Cas looks confused, which is fair enough, really, because Dean doesn't always make perfect sense when his bloodflow's been diverted to his dick. He tries again. "They might think you... wanted to do things... with them. Like on the TV?"

Cas thinks this over for a few seconds, while the noises from the pizza man reach a crescendo. At least someone got off, Dean thinks sourly.

"But what if I did want to do things with them, Dean?"

Dean's mouth opens, but nothing comes out. A picture pops into his head of Cas kissing the merry hell out of Meg. She seemed to enjoy it, and Dean suspects it takes a helluva lot to impress a slut like Meg.
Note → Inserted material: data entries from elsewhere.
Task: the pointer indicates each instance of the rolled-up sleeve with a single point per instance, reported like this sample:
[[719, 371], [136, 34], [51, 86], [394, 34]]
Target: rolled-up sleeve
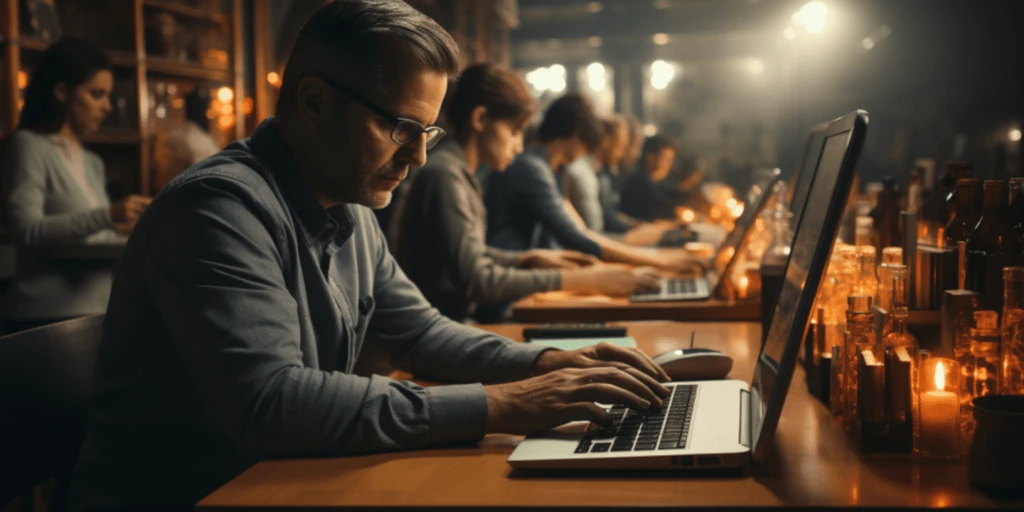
[[25, 176], [532, 188], [216, 272]]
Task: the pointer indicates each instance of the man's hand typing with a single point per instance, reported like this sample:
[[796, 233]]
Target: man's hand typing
[[568, 385]]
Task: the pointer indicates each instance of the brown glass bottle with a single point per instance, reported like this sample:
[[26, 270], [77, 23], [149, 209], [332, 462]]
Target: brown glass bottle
[[960, 170], [968, 211], [1017, 205], [887, 215], [992, 246]]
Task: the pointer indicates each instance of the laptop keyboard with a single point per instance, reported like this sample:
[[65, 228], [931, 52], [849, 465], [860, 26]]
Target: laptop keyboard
[[673, 287], [666, 428]]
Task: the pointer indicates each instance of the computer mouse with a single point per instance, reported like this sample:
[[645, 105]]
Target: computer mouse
[[694, 364]]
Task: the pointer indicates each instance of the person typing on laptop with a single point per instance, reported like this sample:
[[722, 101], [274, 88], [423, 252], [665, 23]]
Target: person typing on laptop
[[525, 208], [251, 285], [439, 228]]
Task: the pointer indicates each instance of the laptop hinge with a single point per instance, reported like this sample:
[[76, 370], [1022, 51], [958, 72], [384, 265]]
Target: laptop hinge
[[744, 418]]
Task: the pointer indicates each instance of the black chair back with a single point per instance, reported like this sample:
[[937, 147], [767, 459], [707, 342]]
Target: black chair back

He can feel himself going pink, which takes up what little blood was still going to his brain.

One minute, Cas is over by the door, then he hops on Angel Express and he's suddenly astride Dean's legs, leaning over right in his face, and staring even more intensely than usual. Dean squawks.

"What if I wanted to do things with you, Dean?"

Dean's cock twitches in his hand, and he makes a stupid, helpless, desperate noise in his throat. Cas apparently takes this as permission, 'cause he leans in and kisses the bejesus out of Dean. It's the best kiss that's been laid on him in years, and Meg's filthy grin was completely justified. His heterosexuality makes its final stand, and he stammers out, "Dammit, I don't do dudes, Cas!"

"Dean," growls Cas reproachfully, "how many times must I tell you? Angels have no gender."

Then Dean's hand is gently pulled away from his lap, and Cas proceeds to show Dean what else he learnt from the babysitter and the pizza man.